Zu Saisonbeginn war das Auto noch gutmütig, mit der leichten Tendenz zum Untersteuern. Verstappen hasst Untersteuern. Also musste es weg. Dazu kam, dass der neue Unterboden nicht nur die Charakteristik des RB19 veränderte, sondern auch mehr Abtrieb spendete. Verstappen war schneller damit. Das zählte. Perez musste sich anpassen und schauen, wo er bleibt.

Wie reagiert Mercedes, wenn Verstappen doch noch anklopft?
Gutmütiges Auto gesucht
Damit war die Entwicklungsrichtung für die Ingenieure vorgegeben. Die liefen erst gegen eine Wand, als das Fahrverhalten so instabil wurde, dass selbst ihr Ausnahmefahrer Probleme bekam.
Doch diese DNA steckt jetzt im Auto, und die große Preisfrage lautet: Wie schafft man die Gen-Manipulation, um den Red Bull zu zähmen? Horner verteidigt seine Technikabteilung: "Sie versucht immer das schnellstmögliche Auto zu bauen. Die Rundenzeit entscheidet, nicht die Vorlieben eines Fahrers. Das hat sich in unserer Teamgeschichte ja auch mit 122 Siegen ausgezahlt."
Doch wenn am Ende selbst Verstappen nicht mehr in der Lage ist, den Red Bull aufs Podium zu stellen, wird die Luft dünn. Marko bestätigte in Shanghai noch einmal öffentlich, dass der Vertrag des Niederländers leistungsbezogene Klauseln enthält. Sprich: Wenn Red Bull kein siegfähiges Auto baut, kann der Fahrer gehen. McLaren-Boss Zak Brown sorgte mit der Prognose, dass Verstappen nächstes Jahr für Mercedes fährt, schon für ordentlich Unruhe im Fahrerlager.

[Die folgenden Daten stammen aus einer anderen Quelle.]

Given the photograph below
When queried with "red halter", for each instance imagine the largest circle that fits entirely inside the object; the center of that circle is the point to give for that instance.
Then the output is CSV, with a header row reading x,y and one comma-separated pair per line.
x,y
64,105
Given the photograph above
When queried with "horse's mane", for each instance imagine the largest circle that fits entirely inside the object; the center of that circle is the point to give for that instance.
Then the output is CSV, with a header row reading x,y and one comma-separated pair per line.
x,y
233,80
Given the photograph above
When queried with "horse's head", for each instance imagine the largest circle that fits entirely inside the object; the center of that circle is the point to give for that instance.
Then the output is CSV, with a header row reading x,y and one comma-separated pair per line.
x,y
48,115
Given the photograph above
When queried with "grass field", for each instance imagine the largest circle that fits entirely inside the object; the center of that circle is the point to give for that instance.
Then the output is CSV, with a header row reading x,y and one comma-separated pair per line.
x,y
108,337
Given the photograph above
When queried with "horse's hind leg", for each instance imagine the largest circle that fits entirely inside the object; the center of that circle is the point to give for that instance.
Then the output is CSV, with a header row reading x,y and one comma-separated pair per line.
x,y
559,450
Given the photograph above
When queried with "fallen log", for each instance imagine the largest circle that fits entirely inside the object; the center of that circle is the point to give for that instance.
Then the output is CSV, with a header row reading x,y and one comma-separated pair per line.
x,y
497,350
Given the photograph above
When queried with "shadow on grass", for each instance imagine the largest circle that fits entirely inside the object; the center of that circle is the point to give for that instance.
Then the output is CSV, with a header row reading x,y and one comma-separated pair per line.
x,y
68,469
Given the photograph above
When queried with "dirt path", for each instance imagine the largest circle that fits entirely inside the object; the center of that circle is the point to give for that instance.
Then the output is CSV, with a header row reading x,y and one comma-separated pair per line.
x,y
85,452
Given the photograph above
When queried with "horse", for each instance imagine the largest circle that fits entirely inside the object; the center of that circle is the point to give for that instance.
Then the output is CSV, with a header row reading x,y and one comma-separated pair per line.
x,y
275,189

Bei Mercedes will man das Thema Verstappen am liebsten gar nicht mehr ansprechen. "Wir wollen mit unseren aktuellen Fahrern in die Zukunft gehen", erklärte Teamchef Toto Wolff. Auf die Red-Bull-Formkrise und die möglichen Verstappen-Ausstiegsklauseln angesprochen, wiegelte der Österreicher ab: "Die Frage stellt sich aktuell nicht." Doch sollte Red Bull seinen Fahrer tatsächlich vergraulen, muss Wolff die Frage irgendwann beantworten. Kann es sich Mercedes leisten, den besten Fahrer der Welt abzulehnen?